Certains travaux d’Eva Crane ont pu faire l’objet de critiques méthodologiques et historiographiques. Certains universitaires ont reproché à ses ouvrages, notamment The World History of Beekeeping and Honey Hunting, une vision encyclopédique trop globalisante (global survey) et technique, privilégiant la synthèse à grande échelle au détriment d’analyses régionales plus approfondies, et de leurs contextes sociaux et économiques. Le fait qu’elle se concentre sur la longue durée très largement sur Apis mellifera  (mais elle a aussi consacré de nombreux articles aux abeilles « tropicales » sur tous les continents) a parfois été critiqué comme reflétant un biais « eurocentré ». Quelques chercheurs ont aussi évoqué ce même biais quelque peu paternaliste dans la vision du monde d’une Anglaise parcourant le Commonwealth, oublieuse parfois des difficultés sociales, ou encore de la signification symbolique et culturelle de l’activité apicole de certaines communautés « indigènes ». … Ces critiques, apparemment rares, montrent surtout la complexité d’un immense travail de documentation interculturelle, et la tension aussi connue que classique entre la « recherche académique pure et savante », et des recherches appliquées menées par une femme autodidacte n’appartenant pas à une « institution académique ».

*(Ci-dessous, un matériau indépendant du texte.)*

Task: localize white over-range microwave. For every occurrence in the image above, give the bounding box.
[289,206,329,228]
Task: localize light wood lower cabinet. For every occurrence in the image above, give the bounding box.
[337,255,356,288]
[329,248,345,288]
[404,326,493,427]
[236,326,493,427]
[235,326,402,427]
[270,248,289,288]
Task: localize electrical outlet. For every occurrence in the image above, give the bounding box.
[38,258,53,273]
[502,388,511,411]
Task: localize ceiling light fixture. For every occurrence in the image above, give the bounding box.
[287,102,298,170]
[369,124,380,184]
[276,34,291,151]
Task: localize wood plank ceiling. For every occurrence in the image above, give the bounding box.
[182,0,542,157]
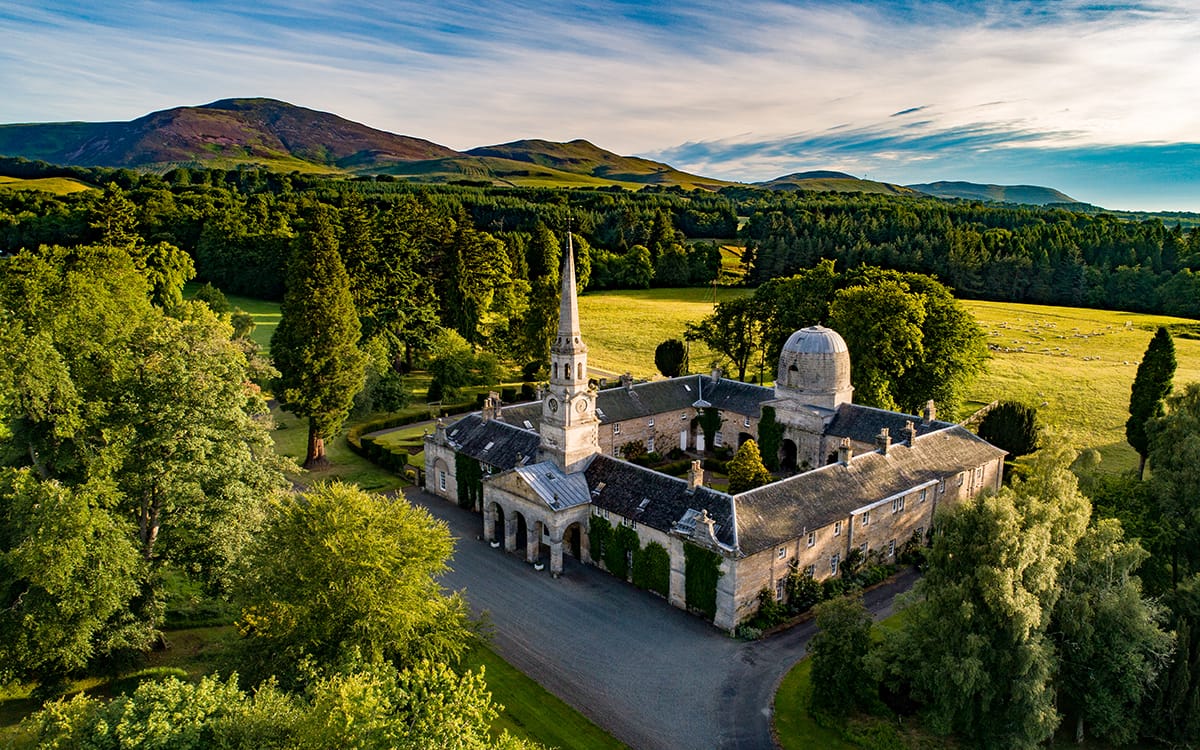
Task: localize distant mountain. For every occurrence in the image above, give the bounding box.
[467,139,733,190]
[908,182,1079,205]
[755,169,917,196]
[0,98,458,172]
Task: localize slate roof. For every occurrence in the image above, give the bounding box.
[514,461,592,510]
[583,455,738,547]
[733,425,1004,554]
[446,414,541,470]
[824,403,954,443]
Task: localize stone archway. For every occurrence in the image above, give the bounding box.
[779,438,798,472]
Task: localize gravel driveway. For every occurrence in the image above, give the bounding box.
[406,490,913,750]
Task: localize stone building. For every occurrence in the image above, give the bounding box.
[425,238,1004,630]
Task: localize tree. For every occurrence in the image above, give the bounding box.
[880,451,1091,749]
[1126,325,1176,476]
[979,401,1042,460]
[1051,518,1172,744]
[809,595,877,715]
[1146,383,1200,584]
[0,469,152,688]
[726,440,770,494]
[239,482,472,684]
[271,210,366,468]
[654,338,688,378]
[829,280,926,409]
[685,298,762,380]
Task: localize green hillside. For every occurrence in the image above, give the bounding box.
[908,181,1076,205]
[0,175,95,196]
[467,139,733,190]
[755,170,918,196]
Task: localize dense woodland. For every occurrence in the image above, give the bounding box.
[0,160,1200,748]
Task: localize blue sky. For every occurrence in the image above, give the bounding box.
[0,0,1200,211]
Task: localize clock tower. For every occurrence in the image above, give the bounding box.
[541,232,600,472]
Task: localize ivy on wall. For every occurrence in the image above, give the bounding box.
[696,407,724,449]
[758,407,784,472]
[588,516,612,563]
[604,526,642,581]
[454,454,484,510]
[634,541,671,596]
[683,544,722,619]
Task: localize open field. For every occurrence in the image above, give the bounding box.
[580,287,750,378]
[0,175,96,196]
[966,301,1200,472]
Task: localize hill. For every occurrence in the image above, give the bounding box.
[907,181,1078,205]
[755,169,917,196]
[0,98,458,172]
[467,139,733,190]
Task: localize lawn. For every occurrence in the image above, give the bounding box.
[466,648,625,750]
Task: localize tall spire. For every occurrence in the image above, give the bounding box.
[553,223,587,352]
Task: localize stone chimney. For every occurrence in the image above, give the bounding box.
[875,427,892,456]
[480,391,500,422]
[838,438,854,466]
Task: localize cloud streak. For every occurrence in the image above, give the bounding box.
[0,0,1200,208]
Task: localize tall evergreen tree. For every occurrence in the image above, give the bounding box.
[271,209,366,468]
[1126,325,1176,476]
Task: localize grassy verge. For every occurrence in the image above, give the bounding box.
[464,647,625,750]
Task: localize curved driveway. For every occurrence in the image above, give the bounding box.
[406,490,913,750]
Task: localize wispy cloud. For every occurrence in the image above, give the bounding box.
[0,0,1200,208]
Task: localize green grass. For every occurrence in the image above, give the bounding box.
[580,287,750,378]
[0,175,96,196]
[464,647,625,750]
[966,301,1200,473]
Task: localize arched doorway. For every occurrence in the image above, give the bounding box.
[487,503,504,544]
[779,439,797,472]
[563,523,583,560]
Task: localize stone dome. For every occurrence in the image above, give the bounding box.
[775,325,853,409]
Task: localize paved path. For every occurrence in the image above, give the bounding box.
[406,490,912,750]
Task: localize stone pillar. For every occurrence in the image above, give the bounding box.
[526,521,541,563]
[713,558,738,632]
[550,538,563,576]
[504,510,517,552]
[484,503,497,542]
[667,536,688,610]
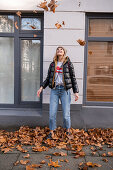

Une carrière exceptionnelle en tant que femme et non universitaire

Eva Crane s’est imposée dans un secteur d’activité et un champ scientifique, l’apiculture et l’apidologie, très majoritairement dominés par des hommes, souvent issus des milieux agronomiques, militaires (au Royaume-Uni en particulier) ou religieux (les prêtres en France et Italie, les pasteurs en Angleterre et dans le monde germanique). Dans les sociétés et revues apicoles depuis leur développement au milieu du XIXe siècle, les femmes sont confinées à des activités de secrétariat, à de brèves chroniques de « gleanings », ou aux recettes de cuisine utilisant du miel… Crane s’est fait reconnaître sans appartenir à une grande institution universitaire, et sans le soutien d’une communauté disciplinaire établie, ce qui rend son parcours d’autant plus remarquable. Même si le Royaume-Uni a fourni dans l’histoire contemporaine quelques exemples de femmes voyageuses, exploratrices, archéologues ou espionnes (de Freya Stark à Gertrude Bell, d’Agatha Christie à Mary Leakey) voyager seule pour des missions scientifiques apicoles au milieu du XXe siècle, interagir avec des apiculteurs ruraux sur plusieurs continents ou diriger une organisation internationale était assez inhabituel pour une femme, même britannique. Elle a réussi à se construire une autorité intellectuelle fondée sur la rigueur, l’exhaustivité documentaire et une vision comparatiste originale. Son statut d’autodidacte indépendante avec une vision globale lui a permis d’éviter les hiérarchies académiques qui excluaient souvent les femmes, mais exigea une discipline et une autodétermination exceptionnelles.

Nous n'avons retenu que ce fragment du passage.